Quantum folded string and integrability: from finite size effects to Konishi dimension

TL;DR

The paper develops an algebraic-curve quantization framework to compute the one-loop energy of the folded string in $AdS_5\times S^5$ for arbitrary spins $S$ and charges $J$, deriving a short-operator strong-coupling expansion that yields the Konishi anomalous dimension $\gamma_K = 2\lambda^{1/4}-4+2\lambda^{-1/4}$ and matching existing Y-system numerics. It also analyzes long-string regimes, obtaining finite-size corrections in $1/\log S$ and showing consistency between the algebraic-curve results and wrapping corrections from the Y-system, including the massless anomaly contribution. The work connects quasi-classical string quantization with exact integrability-based finite-size data, clarifying the role of wrapping effects and providing a robust cross-check with numerical results in the Y-system.
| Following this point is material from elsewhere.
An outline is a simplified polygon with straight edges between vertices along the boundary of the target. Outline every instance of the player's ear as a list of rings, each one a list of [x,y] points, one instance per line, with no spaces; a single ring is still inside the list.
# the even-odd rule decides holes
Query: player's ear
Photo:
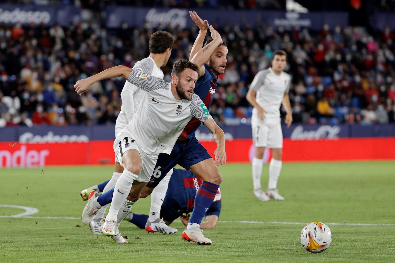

Overall, it demonstrates that the algebraic-curve approach is a reliable bridge between semi-classical string theory and nonperturbative integrability predictions for finite charges and large-spin limits.

Abstract

Using the algebraic curve approach we one-loop quantize the folded string solution for the type IIB superstring in AdS(5)xS(5). We obtain an explicit result valid for arbitrary values of its Lorentz spin S and R-charge J in terms of integrals of elliptic functions. Then we consider the limit S ~ J ~ 1 and derive the leading three coefficients of strong coupling expansion of short operators. Notably, our result evaluated for the anomalous dimension of the Konishi state gives 2λ^{1/4}-4+2/λ^{1/4}. This reproduces correctly the values predicted numerically in arXiv:0906.4240. Furthermore we compare our result using some new numerical data from the Y-system for another similar state. We also revisited some of the large S computations using our methods. In particular, we derive finite--size corrections to the anomalous dimension of operators with small J in this limit.